Var1=Two&name=Odysseus&address=Calypso%27s+island
I used this code to write the CGI you used for the form above: #include <stdio.h>
#include <stdlib.h>
#include <string.h>
main()
{
char *endptr;
int i;
double contentlength;
char buff[10000];
char a,b;
const char *len1 = getenv("CONTENT_LENGTH");
contentlength=strtol(len1, &endptr, 10);
fread(buff, contentlength, 1, stdin);
printf("Content-type: text/html\n\n%s",buff);
}
Ok, now you need a brief rundown of how URL encoding works. All of the
variables provided in the form (named Var1, name, and address) are set equal to
the data they will return, each variable separated by an & (ampersand). All
spaces, as I have pointed out before, have been removed and replaced with +'s
(plus symbols). Any extraneous ASCII data is converted to hex, as is the '
(apostrophe) in "Calypso's island". Here is a small chunk of code that will
decode all of the hex and put the URL string, with the hex and spaces decoded
into a variable called buff2[]. The string with the original URL encoded is
called buff[]. Please take note of the comment "/* Prevent user from altering
URL delimiter sequence */". This means that if a user types an & (ampersand)
or an = (equals sign) into your program, it won't mess up the natural delimiting
structure of the URL encoding scheme. This also means, on the downside, that
you'll have to pass each separate variable string through another loop similar
to this one to change the &'s and ='s back into their respective characters.
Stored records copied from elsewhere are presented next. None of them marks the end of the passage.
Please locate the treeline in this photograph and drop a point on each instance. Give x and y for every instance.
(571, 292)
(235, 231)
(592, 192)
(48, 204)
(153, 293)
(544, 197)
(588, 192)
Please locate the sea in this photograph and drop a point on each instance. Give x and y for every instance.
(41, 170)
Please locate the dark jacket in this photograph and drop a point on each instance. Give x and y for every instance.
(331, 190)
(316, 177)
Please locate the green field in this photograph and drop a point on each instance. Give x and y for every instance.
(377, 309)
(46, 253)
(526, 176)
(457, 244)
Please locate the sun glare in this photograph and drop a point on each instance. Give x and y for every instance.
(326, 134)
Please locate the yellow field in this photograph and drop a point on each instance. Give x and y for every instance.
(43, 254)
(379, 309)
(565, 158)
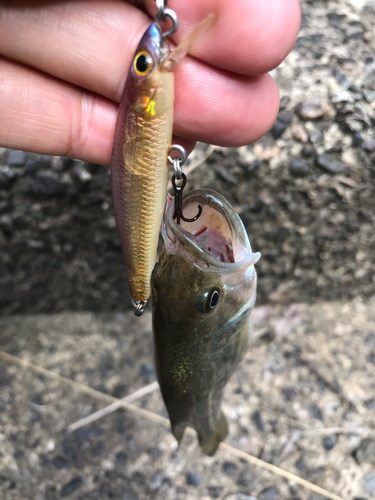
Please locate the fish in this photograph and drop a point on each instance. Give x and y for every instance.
(139, 164)
(203, 291)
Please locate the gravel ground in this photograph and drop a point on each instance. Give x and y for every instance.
(306, 195)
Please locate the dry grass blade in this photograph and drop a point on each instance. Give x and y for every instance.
(165, 422)
(113, 407)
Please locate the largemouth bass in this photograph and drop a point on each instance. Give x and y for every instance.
(141, 144)
(203, 290)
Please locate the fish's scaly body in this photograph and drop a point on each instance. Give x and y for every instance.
(139, 160)
(203, 290)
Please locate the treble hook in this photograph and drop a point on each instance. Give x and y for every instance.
(178, 200)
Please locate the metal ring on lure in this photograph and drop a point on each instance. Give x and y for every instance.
(181, 150)
(161, 5)
(139, 306)
(168, 14)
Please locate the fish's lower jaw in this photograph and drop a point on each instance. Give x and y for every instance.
(139, 306)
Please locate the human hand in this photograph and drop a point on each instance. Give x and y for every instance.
(63, 66)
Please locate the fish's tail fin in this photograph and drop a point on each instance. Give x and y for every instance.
(210, 444)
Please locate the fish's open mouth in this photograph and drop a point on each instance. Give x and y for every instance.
(217, 238)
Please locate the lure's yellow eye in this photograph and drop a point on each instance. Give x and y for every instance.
(143, 63)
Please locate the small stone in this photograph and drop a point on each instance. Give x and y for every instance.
(7, 176)
(194, 479)
(315, 108)
(288, 393)
(230, 468)
(370, 404)
(330, 164)
(369, 144)
(299, 133)
(365, 452)
(299, 168)
(214, 491)
(329, 443)
(316, 136)
(278, 129)
(342, 96)
(129, 494)
(256, 417)
(246, 477)
(60, 462)
(284, 101)
(286, 118)
(368, 483)
(47, 184)
(147, 372)
(315, 411)
(121, 457)
(341, 78)
(307, 151)
(357, 139)
(16, 158)
(68, 488)
(270, 493)
(369, 96)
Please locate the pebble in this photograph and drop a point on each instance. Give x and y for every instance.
(47, 184)
(16, 158)
(308, 151)
(7, 176)
(315, 411)
(329, 443)
(330, 164)
(129, 494)
(214, 491)
(68, 488)
(368, 483)
(284, 101)
(369, 96)
(369, 144)
(341, 78)
(357, 139)
(315, 108)
(230, 468)
(246, 477)
(60, 462)
(299, 133)
(278, 129)
(299, 168)
(316, 136)
(194, 479)
(365, 452)
(270, 493)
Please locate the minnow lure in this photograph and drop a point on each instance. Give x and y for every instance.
(203, 290)
(141, 145)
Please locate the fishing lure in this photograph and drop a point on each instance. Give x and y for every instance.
(141, 146)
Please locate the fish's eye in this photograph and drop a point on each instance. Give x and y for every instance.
(208, 300)
(143, 63)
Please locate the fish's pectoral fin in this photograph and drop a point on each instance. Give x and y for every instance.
(210, 444)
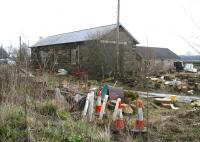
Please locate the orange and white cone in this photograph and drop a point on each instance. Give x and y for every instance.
(116, 109)
(140, 120)
(98, 106)
(119, 122)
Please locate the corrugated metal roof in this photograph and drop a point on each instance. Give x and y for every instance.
(77, 36)
(155, 52)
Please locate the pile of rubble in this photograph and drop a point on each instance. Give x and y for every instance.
(188, 83)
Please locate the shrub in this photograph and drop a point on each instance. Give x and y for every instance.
(49, 108)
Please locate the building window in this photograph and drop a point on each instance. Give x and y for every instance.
(73, 56)
(44, 56)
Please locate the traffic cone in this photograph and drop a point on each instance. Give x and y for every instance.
(98, 106)
(119, 122)
(116, 109)
(140, 120)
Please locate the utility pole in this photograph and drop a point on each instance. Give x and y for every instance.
(117, 36)
(20, 48)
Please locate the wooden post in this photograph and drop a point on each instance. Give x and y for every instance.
(117, 35)
(116, 109)
(86, 105)
(91, 106)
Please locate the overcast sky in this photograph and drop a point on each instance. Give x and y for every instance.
(159, 23)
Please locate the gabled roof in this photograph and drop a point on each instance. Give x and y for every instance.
(156, 53)
(78, 36)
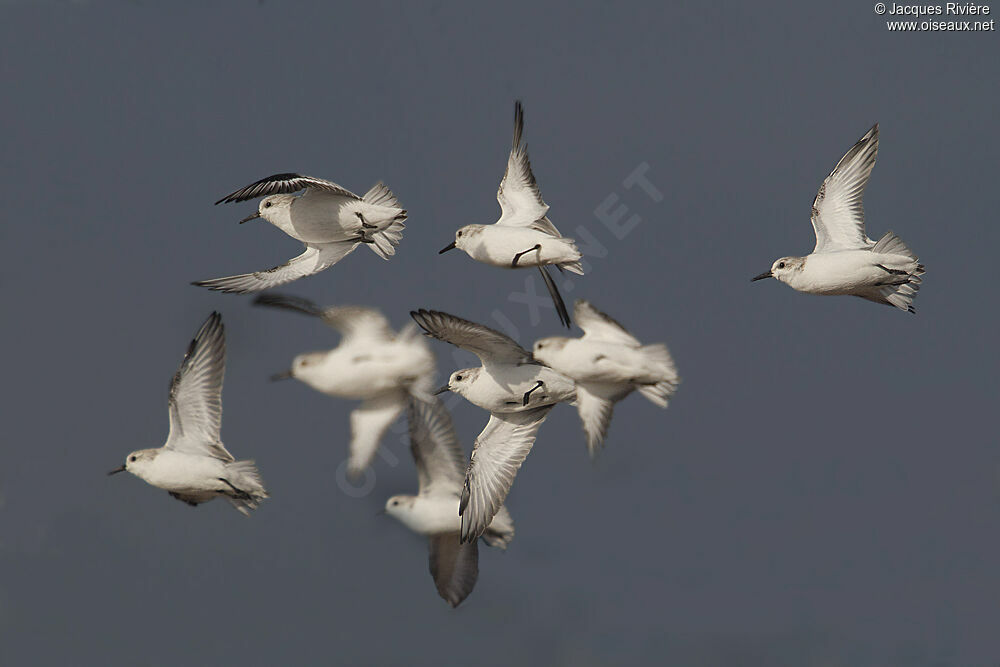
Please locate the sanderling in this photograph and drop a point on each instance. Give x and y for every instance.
(845, 260)
(523, 236)
(330, 220)
(507, 381)
(193, 465)
(607, 363)
(372, 364)
(433, 511)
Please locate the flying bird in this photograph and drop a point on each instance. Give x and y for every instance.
(607, 363)
(193, 465)
(845, 260)
(433, 511)
(329, 219)
(523, 236)
(517, 392)
(372, 363)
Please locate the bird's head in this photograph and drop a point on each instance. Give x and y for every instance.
(270, 208)
(137, 462)
(460, 381)
(783, 269)
(463, 236)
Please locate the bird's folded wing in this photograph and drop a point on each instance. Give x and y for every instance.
(521, 202)
(454, 566)
(491, 346)
(369, 422)
(316, 258)
(497, 455)
(595, 403)
(599, 327)
(838, 214)
(195, 402)
(285, 184)
(439, 459)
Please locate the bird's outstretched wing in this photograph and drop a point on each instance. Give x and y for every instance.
(195, 402)
(599, 326)
(353, 322)
(316, 258)
(492, 347)
(439, 459)
(369, 422)
(285, 184)
(454, 566)
(838, 213)
(497, 455)
(521, 202)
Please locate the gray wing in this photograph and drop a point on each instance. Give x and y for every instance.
(838, 214)
(497, 455)
(492, 347)
(369, 422)
(599, 326)
(195, 402)
(521, 202)
(439, 459)
(454, 566)
(316, 258)
(595, 404)
(350, 321)
(285, 184)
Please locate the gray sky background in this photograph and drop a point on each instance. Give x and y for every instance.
(824, 490)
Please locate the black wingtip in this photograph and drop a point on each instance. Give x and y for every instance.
(556, 298)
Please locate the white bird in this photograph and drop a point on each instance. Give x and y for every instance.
(434, 510)
(508, 380)
(193, 465)
(845, 260)
(607, 363)
(523, 236)
(518, 392)
(330, 220)
(372, 364)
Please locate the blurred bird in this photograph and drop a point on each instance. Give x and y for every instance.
(373, 364)
(329, 219)
(433, 511)
(193, 465)
(523, 236)
(508, 380)
(607, 363)
(518, 393)
(845, 260)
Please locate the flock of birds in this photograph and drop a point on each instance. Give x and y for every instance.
(459, 501)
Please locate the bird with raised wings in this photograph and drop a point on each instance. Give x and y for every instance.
(523, 236)
(329, 219)
(845, 260)
(372, 363)
(194, 466)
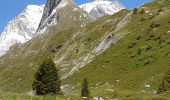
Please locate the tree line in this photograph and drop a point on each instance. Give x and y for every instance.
(47, 80)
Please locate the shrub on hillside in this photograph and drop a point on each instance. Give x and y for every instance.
(131, 45)
(135, 10)
(165, 84)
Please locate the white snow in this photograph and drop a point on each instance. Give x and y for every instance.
(21, 28)
(99, 8)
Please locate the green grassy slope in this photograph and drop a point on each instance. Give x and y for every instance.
(139, 59)
(131, 68)
(18, 66)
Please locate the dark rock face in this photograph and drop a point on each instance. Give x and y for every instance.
(48, 9)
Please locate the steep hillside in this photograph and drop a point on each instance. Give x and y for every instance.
(124, 55)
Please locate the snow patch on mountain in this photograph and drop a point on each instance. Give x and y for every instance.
(22, 28)
(99, 8)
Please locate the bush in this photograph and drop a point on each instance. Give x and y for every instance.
(148, 48)
(154, 25)
(131, 45)
(142, 11)
(135, 11)
(161, 41)
(165, 85)
(138, 37)
(47, 79)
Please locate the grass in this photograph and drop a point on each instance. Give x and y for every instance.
(139, 58)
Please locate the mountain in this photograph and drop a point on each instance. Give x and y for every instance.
(22, 28)
(99, 8)
(37, 19)
(64, 14)
(123, 56)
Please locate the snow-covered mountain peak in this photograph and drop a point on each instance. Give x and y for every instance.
(99, 8)
(21, 28)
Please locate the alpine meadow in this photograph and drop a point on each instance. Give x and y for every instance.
(99, 50)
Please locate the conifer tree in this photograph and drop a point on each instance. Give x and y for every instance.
(165, 85)
(47, 79)
(85, 91)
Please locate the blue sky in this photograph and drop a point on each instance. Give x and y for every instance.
(11, 8)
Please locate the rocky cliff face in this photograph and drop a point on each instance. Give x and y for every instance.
(54, 11)
(22, 28)
(48, 9)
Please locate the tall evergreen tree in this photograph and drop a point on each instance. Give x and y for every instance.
(47, 79)
(165, 85)
(85, 91)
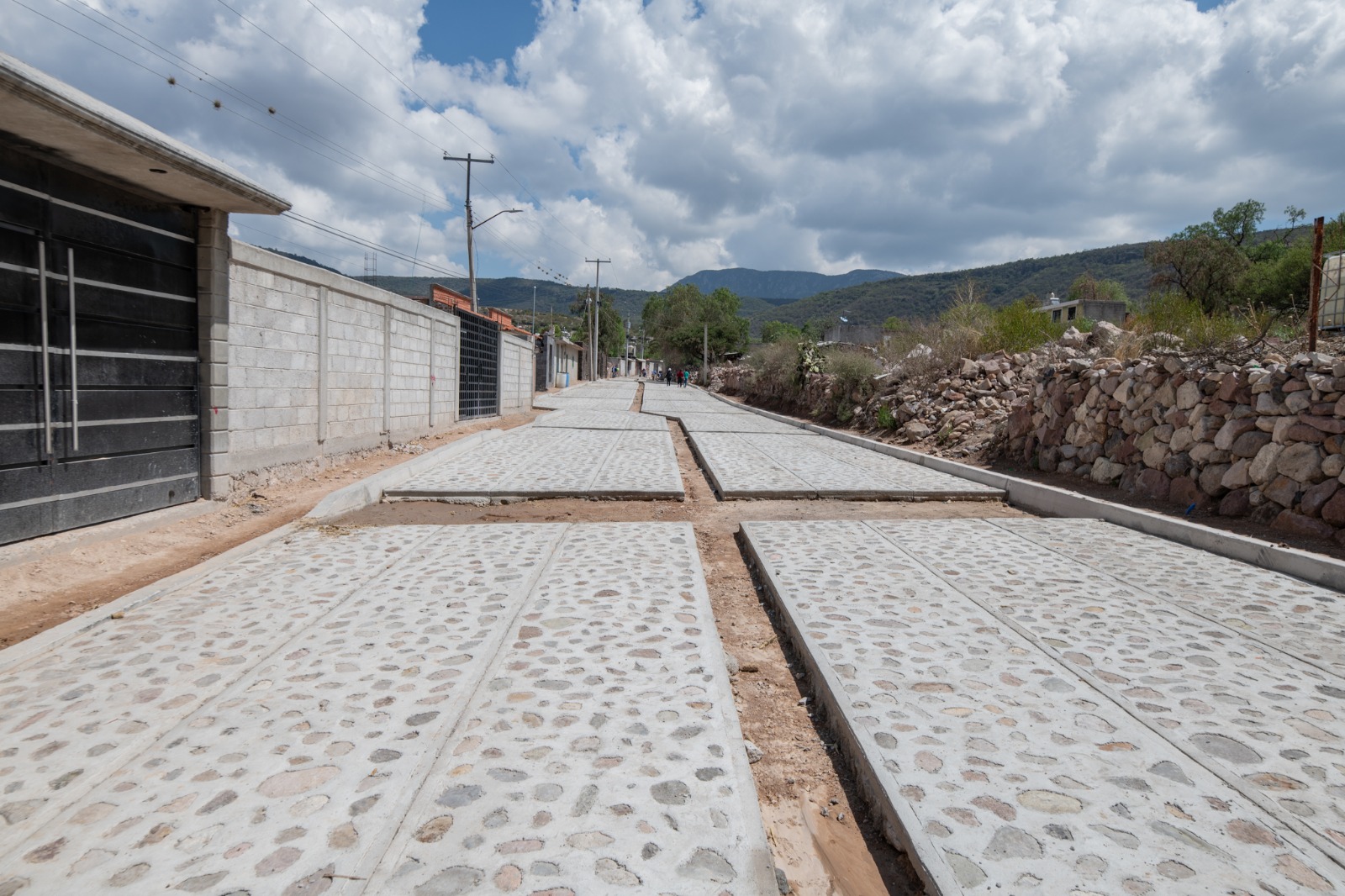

for (x = 0, y = 0; x < strlen(buff); x++, y++)
{
switch (buff[x])
{
/* Convert all + chars to space chars */
case '+':
buff2[y] = ' ';
break;
/* Convert all %xy hex codes into ASCII chars */
case '%':
/* Copy the two bytes following the % */
strncpy(hexstr, &buff[x + 1], 2);
/* Skip over the hex */
x = x + 2;
/* Convert the hex to ASCII */
/* Prevent user from altering URL delimiter sequence */
if( ((strcmp(hexstr,"26")==0)) || ((strcmp(hexstr,"3D")==0)) )
{
buff2[y]='%';
y++;
strcpy(buff2,hexstr);
y=y+2;
break;
}
buff2[y] = (char)strtol(hexstr, NULL, 16);
break;
/* Make an exact copy of anything else */
default:
buff2[y] = buff[x];
break;
}
}That's about all there is to URL encoding. Also
note that if you decide you want a CheckBox on your form that if a user does not
check it neither it's name, nor a tag indicating that it is unchecked are
included in the URL encoded string. It will appear as if it doesn't exist at
all. You must code around this fallacy (or stupidity in my own terms) and find
your own solution to the problem.
printf("Content-type: text/html\n\n This is a sample message.\n");
You must have "Content-type: text/html\n\n" INCLUDING the two \n's those are crucial in letting the server know you are about to send data to the user. You can also use HTML code in the message, like so:
printf("Content-type: text/html\n\n <I> This would appear in Italics </I>.");
printf("Location: http://yourdns.yoursite.com/~whoeveryouare/page.html\n\n");
Again, the two \n's on the end are crucial in executing the command, don't forget them. Another little fallacy of CGI that I should report is that you must either redirect the user to another page, or print something to the console. The important point here is that the CGI must output SOMETHING. It doesn't matter if you print to their console a message like "Operation complete, please return to..." or if you simply redirect them back to your homepage, all that is important is that you output some data to the user. Failure to follow this simple principle may cause you hundreds of "Server Error 500" messages until you realize your error. This has happened to me on more than one occasion, bad habits are hard to break!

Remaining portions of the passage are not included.